Assim, por exemplo, Bertolino, no romance do mesmo nome: “Ele existiu. Nascido, criado e vivido em Imbaúbas, pequena cidade situada na zona sul do estado de Goiás, fez-se muito conhecido dos seus conterrâneos. Ainda hoje muita gente lá se lembra daquele homem enorme, possuidor de várias singularidades e peculiaridades individuais extremamente marcantes e notáveis, e que, por caisa disso, viveu uma vida bem diferente de quase todos os demais filhos de Imbaúbas”. Essa a matéria do romance: segundo a fórmula consagrada da picaresca, Bertolino é praticamente um enjeitado, criado de favor por parentes e amigos enquanto se encaminhava para uma existência em que os episódios se sucedem por aluvião, sem qualquer ligação orgânica entre eles. Era um “nego-dado”, costume de outras eras, o que já é uma circunstância roma nesca, vida de aventuras, espertezas e golpes variados, sem excluir o crime, na melhor tradição do gênero.
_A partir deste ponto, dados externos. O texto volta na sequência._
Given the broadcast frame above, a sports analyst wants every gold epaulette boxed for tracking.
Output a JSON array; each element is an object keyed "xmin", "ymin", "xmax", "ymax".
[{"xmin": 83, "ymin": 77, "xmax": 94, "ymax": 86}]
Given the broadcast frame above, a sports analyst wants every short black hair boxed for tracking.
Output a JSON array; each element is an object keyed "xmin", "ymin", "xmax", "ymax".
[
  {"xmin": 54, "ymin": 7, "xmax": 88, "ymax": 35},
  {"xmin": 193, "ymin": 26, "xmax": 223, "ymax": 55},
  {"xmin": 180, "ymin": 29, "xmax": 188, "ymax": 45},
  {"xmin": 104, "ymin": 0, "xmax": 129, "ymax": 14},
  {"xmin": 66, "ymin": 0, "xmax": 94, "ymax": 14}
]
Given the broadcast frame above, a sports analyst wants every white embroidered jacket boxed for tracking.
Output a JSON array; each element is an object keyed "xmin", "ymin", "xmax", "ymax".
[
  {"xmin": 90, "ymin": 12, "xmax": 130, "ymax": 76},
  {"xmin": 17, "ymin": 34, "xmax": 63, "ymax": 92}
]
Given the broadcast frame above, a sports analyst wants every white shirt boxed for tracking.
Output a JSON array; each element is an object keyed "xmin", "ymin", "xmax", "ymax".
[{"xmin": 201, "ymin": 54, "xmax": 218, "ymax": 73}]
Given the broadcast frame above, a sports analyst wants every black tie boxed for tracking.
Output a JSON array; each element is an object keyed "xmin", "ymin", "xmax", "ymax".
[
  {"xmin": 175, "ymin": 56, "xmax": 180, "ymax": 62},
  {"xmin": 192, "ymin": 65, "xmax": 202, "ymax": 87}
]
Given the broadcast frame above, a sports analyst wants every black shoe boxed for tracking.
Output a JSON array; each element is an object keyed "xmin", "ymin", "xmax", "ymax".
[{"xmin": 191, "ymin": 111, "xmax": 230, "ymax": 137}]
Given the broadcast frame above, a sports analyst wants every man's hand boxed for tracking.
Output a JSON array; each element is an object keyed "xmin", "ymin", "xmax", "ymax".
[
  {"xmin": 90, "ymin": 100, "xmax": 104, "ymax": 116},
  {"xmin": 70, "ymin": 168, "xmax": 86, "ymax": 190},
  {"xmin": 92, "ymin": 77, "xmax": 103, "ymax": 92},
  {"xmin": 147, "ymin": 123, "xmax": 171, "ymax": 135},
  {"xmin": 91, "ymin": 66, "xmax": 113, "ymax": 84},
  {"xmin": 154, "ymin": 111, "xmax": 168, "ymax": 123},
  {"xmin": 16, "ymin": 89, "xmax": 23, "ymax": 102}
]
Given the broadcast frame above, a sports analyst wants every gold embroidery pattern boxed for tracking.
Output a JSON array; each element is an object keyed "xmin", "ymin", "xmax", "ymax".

É, ao mesmo tempo, o romance de nossa vida política numa pequena cidade do interior, tema de atualidade permanente e lições jamais aprendidas.
 

No que se refere à observação realista, eis um instantâneo do Brasil e de sua gente: “Ah! a estrada de Imbaúbas, Teófilo Ferreira Noronha agora sabe que mais hora menos hora estará em casa: ver a Celina, o Balduíno, aquele terreiro, aquele matinho, e logo adiante, aquele cerrado. Até da bica padecia saudade. Depois de tanto tempo fora, sofrendo naquela Ipameri dura de roer. Tolerando vida de soldado, a metidez do capitão Alpino, a severidade misturada de desinteresse do Sargento Silveira. (...) Teófilo avista uma chacrinha na beira da estrada, a casa tafulhada lá no fundo, meio escondida atrás de uma moita de bananeiras e uma gameleira muito copada. Nem parece ter gente lá. Jinelas fechadas. A porta tembém. Muito chué. Será aquela casa a da tal Josefina mulher da vida que o Aniceto falou que morava logo depois da saída da cidade? Pode ser. O Aniceto neste momento decerto está na casa da Lica. Bobão. Mania de procirar rapariga (...)”.
 

Essa a arte narrativa de Alaor Barbosa, arte de um momento típico que desapareceu no buraco negro da história. É, certamente, um escritor de talento que a crítica brasileira contemporânea não pode ignorar.